I love our new life.  I really do.  It’s beautiful, sunny, and everyday can feel like vacation.  In fact, our first month here was absolutely euphoric.

However, recently, I’ve found myself back on the emotional roller coaster.  I always had an excuse for being fearful or anxious, but it seemed that I was missing something, as my emotions went from one extreme to the other.  I thought that perhaps the thing I was missing, was that I was actually going crazy.

Which of course led to me deconstructing myself and potentially causing a self-fulfilling prophecy.

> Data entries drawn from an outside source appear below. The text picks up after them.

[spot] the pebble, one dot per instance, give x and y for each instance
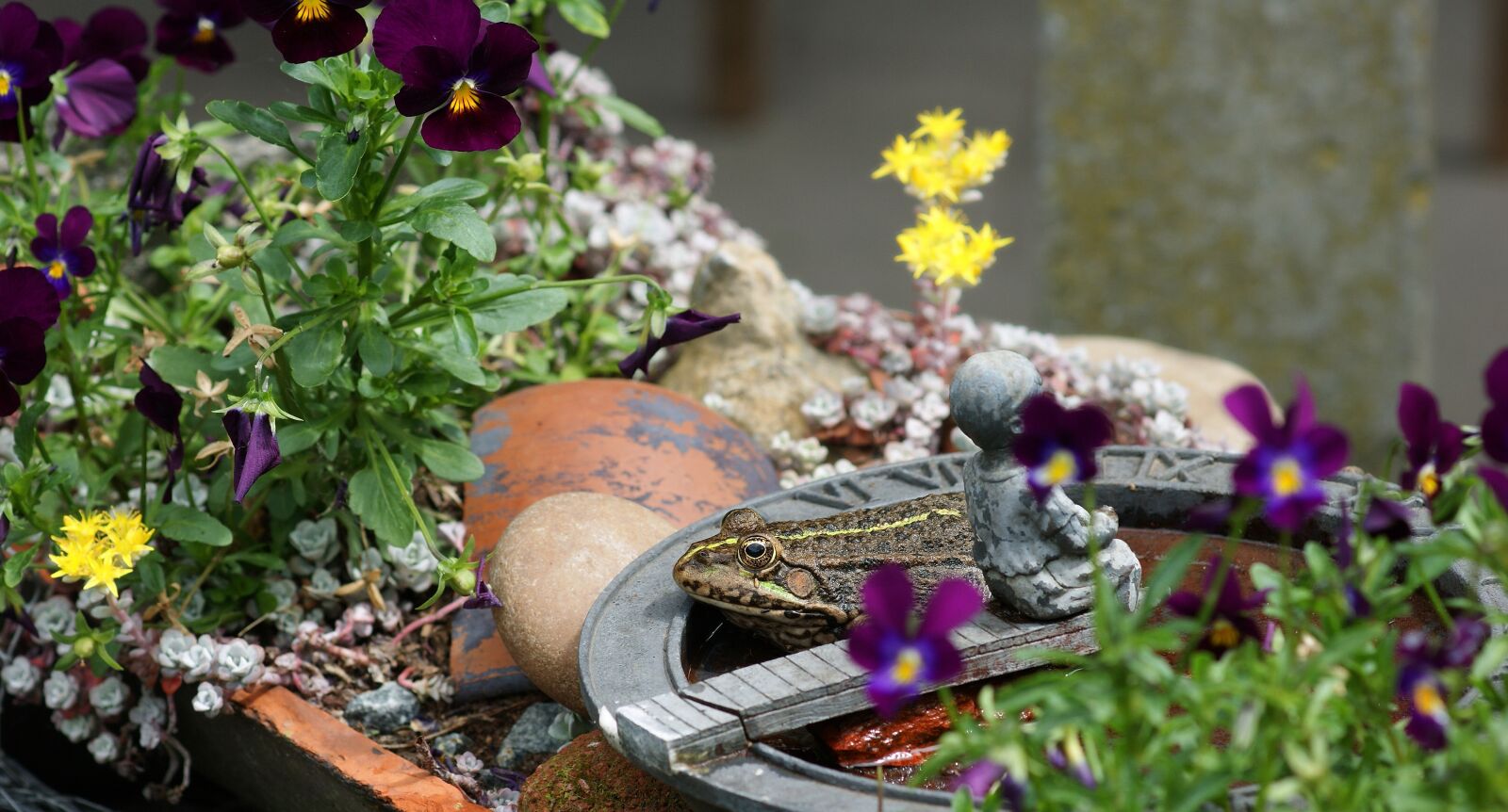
(548, 570)
(530, 737)
(384, 710)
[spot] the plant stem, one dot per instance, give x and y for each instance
(246, 186)
(392, 173)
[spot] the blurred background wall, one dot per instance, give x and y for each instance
(795, 100)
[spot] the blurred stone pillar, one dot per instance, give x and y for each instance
(1251, 180)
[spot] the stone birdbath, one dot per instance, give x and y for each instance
(709, 734)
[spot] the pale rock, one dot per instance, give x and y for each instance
(762, 366)
(548, 568)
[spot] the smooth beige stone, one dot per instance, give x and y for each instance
(548, 568)
(1205, 377)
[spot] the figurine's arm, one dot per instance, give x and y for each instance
(1065, 522)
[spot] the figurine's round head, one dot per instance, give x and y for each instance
(988, 392)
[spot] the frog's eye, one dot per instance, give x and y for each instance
(758, 552)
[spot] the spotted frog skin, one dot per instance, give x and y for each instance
(796, 583)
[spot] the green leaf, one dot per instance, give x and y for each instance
(178, 365)
(585, 17)
(26, 431)
(632, 115)
(254, 121)
(336, 161)
(308, 73)
(457, 221)
(381, 505)
(15, 565)
(497, 10)
(316, 353)
(450, 462)
(190, 525)
(520, 309)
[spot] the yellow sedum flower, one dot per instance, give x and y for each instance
(944, 248)
(939, 125)
(100, 547)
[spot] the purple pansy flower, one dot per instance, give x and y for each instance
(153, 198)
(1057, 445)
(62, 251)
(982, 776)
(451, 63)
(30, 53)
(25, 317)
(1419, 683)
(1495, 422)
(1287, 464)
(255, 447)
(190, 32)
(901, 651)
(484, 597)
(1433, 445)
(679, 329)
(305, 30)
(1229, 623)
(113, 33)
(160, 402)
(98, 100)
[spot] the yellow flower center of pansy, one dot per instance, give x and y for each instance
(205, 32)
(1427, 699)
(907, 668)
(1060, 467)
(1288, 477)
(1223, 635)
(311, 10)
(465, 97)
(1429, 480)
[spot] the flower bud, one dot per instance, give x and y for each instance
(230, 256)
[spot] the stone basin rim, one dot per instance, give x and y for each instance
(1151, 487)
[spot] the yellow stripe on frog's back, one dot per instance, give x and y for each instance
(842, 530)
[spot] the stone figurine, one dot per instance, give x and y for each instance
(1035, 556)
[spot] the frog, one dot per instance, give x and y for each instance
(798, 583)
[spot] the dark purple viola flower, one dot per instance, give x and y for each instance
(1421, 661)
(30, 53)
(160, 402)
(1229, 623)
(62, 251)
(901, 653)
(1495, 422)
(985, 774)
(255, 447)
(98, 100)
(1057, 445)
(456, 67)
(190, 32)
(1433, 445)
(305, 30)
(113, 33)
(1068, 755)
(484, 597)
(679, 329)
(1289, 460)
(25, 317)
(153, 198)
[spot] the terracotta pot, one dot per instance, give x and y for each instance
(281, 754)
(625, 439)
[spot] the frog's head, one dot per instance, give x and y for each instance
(741, 571)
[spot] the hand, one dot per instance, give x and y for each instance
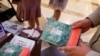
(80, 50)
(85, 25)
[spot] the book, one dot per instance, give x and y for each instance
(24, 42)
(58, 33)
(25, 52)
(33, 33)
(10, 50)
(12, 27)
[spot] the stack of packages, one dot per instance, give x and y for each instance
(60, 34)
(18, 46)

But then, this week, it occurred to me.  If we assume for a moment that I actually am human, then we should acknowledge the obvious.

I lived in the same area, of the same state, for 34 years.  I worked in the same job for 10.  And I emptied out my house, got rid of at least 90% of my possessions, kept my beloved Moonraker in storage (remember, 2 years ago, I told you that Moonraker was my soul–apparently it isn’t), loaded up our station wagon and moved from a two traffic light town to the fourth largest city in the U.S.

In our new reality:

  • I live in a state I had never even visited.
  • I work in a school that is larger than the entire district, where I worked before.
  • I do not speak the majority of my students’ native language.
  • Beanie’s school looks like a high school, to me.
  • Our family and friends are over 1000 miles away.
  • There is absolutely nothing that is familiar, except for Rob, Beanie, and the darned cat.

I should probably be more concerned about myself, if I wasn’t feeling fearful sometimes, if I never doubted myself after making such a huge change.  Uprooting everything will cause some strong emotions.

And yet, I do not regret our decision–I don’t even question it.  True, I am not always brave, but I am still glad to be here.  I can enjoy the roller coaster ride between the euphoria of having actually made this change, and the fears and doubts about the unfamiliarity.  I can enjoy this part of the world–this part of my own country–that I have never seen before.  I needed change and newness, to satisfy my curious spirit.   The challenges are not only surmountable; they will be wonderful.

So, please, don’t ever let doubt and fear hold you back from making changes and taking risks.  Know that you will feel those things, but it will also be so amazing that you can’t help but enjoy the ride.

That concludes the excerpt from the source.